In the past, the U.S. jobs most susceptible to being shipped abroad were lower-skilled positions. But now emerging economies have been harvesting their long-term investments in math and science education and attracting high-tech firms — and not just textile factories or call centers — to their shores.
These higher skills have become commodities, said Catherine L. Mann, a global finance professor at the Brandeis University International Business School who studies the outsourcing of jobs. The programming language “C++ is now an international language,” she said. “If that’s all you know, then you’re competing with people in India or China who will do the work for less.”
In addition to lower wages, developing countries offer significant consumer growth, giving businesses a reason to make more products closer to the buyer, and hire locally.
And increasingly, these new, lower-cost research centers, while perhaps initially intended to adapt products for local use, are becoming sources of innovation themselves.
“There’s been this assumption that there’s a global hierarchy of work, that all the high-end service work, knowledge work, R&D work would stay in U.S., and that all the lower-end work would be transferred to emerging markets,” said Hal Salzman, a public policy professor at Rutgers and a senior faculty fellow at Heldrich Center for Workforce Development.
“That hierarchy has been upset, to say the least,” he said. “More and more of the innovation is coming out of the emerging markets, as part of this bottom-up push.”
The narrative is familiar to Mann, the unemployed software engineer. She said her employer, International Gaming Technology, initially told her office that it was opening a branch in China to work with the company’s casino clients in Macau and Australia.
She said she was told that the new branch would be tailoring products to local needs and doing some back-office work. But a year later it absorbed all the operations once performed by the Corvallis staff. International Gaming Technology, based in Reno, Nev., did not respond to repeated requests for comment.

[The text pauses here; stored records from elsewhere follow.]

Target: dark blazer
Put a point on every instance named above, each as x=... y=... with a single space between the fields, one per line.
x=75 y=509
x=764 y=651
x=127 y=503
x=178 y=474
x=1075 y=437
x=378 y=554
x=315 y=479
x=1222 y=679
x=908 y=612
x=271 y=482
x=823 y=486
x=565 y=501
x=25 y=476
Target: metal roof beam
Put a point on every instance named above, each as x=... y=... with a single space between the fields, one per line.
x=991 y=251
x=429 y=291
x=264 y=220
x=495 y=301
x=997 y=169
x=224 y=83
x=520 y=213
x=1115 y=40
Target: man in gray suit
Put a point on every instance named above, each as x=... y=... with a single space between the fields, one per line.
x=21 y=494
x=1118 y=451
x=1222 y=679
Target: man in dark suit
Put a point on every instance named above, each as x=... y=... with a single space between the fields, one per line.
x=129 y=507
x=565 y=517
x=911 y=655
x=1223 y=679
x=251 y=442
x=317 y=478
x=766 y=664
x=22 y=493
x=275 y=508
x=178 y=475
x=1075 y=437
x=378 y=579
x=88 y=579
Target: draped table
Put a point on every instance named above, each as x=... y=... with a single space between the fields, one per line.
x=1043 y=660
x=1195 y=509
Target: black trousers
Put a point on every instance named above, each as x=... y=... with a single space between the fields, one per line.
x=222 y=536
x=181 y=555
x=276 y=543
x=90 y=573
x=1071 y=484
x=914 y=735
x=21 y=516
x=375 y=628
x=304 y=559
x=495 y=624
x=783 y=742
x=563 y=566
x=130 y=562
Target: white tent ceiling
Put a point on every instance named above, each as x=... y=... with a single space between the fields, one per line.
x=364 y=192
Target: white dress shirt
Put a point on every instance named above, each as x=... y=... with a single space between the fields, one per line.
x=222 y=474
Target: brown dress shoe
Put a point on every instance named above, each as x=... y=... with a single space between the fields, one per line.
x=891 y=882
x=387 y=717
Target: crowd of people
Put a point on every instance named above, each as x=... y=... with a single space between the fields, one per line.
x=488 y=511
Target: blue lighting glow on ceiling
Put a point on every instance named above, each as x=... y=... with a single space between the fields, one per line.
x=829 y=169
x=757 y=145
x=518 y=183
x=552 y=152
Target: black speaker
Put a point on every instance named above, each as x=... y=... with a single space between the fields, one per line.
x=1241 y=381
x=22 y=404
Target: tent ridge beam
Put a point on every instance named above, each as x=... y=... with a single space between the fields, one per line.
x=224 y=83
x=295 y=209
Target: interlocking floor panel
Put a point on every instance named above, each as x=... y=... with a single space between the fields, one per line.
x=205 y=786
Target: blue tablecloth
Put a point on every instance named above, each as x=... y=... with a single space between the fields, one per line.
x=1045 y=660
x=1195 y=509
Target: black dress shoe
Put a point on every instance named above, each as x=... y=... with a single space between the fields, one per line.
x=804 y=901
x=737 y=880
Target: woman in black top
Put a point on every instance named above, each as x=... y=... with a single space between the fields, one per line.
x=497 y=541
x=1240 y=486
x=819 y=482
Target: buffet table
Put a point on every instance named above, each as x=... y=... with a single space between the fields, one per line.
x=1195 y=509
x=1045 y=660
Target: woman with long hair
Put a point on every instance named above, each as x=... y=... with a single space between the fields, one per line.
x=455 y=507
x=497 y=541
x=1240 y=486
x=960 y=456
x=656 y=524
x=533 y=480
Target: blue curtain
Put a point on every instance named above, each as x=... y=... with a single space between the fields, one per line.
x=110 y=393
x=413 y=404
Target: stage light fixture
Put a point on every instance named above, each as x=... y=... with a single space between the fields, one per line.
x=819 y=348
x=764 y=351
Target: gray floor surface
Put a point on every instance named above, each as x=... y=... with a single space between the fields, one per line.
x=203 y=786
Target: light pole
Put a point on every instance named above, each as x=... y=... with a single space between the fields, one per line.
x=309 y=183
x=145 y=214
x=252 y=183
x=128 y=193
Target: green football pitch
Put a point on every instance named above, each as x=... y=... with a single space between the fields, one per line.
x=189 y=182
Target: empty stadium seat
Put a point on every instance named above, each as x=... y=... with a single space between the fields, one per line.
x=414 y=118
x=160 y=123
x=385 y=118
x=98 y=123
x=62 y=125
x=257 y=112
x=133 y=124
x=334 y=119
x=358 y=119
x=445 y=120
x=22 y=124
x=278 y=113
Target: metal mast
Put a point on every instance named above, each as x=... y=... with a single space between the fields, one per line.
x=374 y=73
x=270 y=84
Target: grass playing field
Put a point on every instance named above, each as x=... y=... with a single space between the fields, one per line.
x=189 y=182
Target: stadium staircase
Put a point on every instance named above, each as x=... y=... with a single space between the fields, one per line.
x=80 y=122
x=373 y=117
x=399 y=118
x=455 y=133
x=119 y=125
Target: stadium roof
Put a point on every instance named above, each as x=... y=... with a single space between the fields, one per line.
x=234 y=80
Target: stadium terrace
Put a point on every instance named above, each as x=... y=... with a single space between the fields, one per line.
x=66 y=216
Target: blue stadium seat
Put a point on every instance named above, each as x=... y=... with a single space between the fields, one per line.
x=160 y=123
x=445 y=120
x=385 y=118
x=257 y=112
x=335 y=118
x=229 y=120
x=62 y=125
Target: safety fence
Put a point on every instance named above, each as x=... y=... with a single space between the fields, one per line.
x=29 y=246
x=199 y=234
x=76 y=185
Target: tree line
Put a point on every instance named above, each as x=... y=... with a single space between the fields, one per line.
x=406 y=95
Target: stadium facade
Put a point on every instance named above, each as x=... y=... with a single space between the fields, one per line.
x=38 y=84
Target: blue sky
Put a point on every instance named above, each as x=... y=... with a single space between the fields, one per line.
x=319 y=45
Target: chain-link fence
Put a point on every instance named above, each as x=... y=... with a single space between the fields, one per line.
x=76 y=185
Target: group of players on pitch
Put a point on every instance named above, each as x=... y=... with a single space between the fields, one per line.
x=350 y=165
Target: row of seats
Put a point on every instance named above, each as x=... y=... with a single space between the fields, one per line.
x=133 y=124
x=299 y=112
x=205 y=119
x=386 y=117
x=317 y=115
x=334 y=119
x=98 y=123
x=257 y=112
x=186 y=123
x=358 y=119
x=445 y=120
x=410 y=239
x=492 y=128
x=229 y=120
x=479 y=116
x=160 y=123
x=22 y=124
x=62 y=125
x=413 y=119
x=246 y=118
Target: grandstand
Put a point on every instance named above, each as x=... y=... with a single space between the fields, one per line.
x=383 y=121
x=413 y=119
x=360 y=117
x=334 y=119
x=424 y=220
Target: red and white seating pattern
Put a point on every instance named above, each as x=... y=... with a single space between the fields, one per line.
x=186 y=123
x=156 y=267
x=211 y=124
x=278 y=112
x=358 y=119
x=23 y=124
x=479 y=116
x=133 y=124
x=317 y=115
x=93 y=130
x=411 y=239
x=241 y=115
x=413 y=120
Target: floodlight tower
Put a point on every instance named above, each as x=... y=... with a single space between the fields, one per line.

This is the second time, Mann said, that an employer has sent her job abroad since she received her master’s in computer science more than two decades ago; the last time was in 2001. This week she starts a yearlong program to upgrade her programming skills, paid for by a federal program that assists workers who have been displaced by international trade.
The experience of Mann and others like her suggests that the technology industry may not be the savior of the U.S. job market and a magic bullet for a moribund economy — even though the Obama administration has called for a revival of math and science training and emphasized the need for U.S. companies to take the lead in fields like clean energy.
Instead, some economists and policymakers are looking to health care to lead an employment surge. They point to the field’s growing demand for new services, the need for physical proximity for many patient procedures and a bureaucracy that entails layer upon layer of jobs.
Because these jobs seem more secure, Mann said she briefly considered making a move into health care.
“That’s something that can’t be outsourced as far as I can tell, but it’s not for me,” she said. “I don’t do well looking at people’s blood.”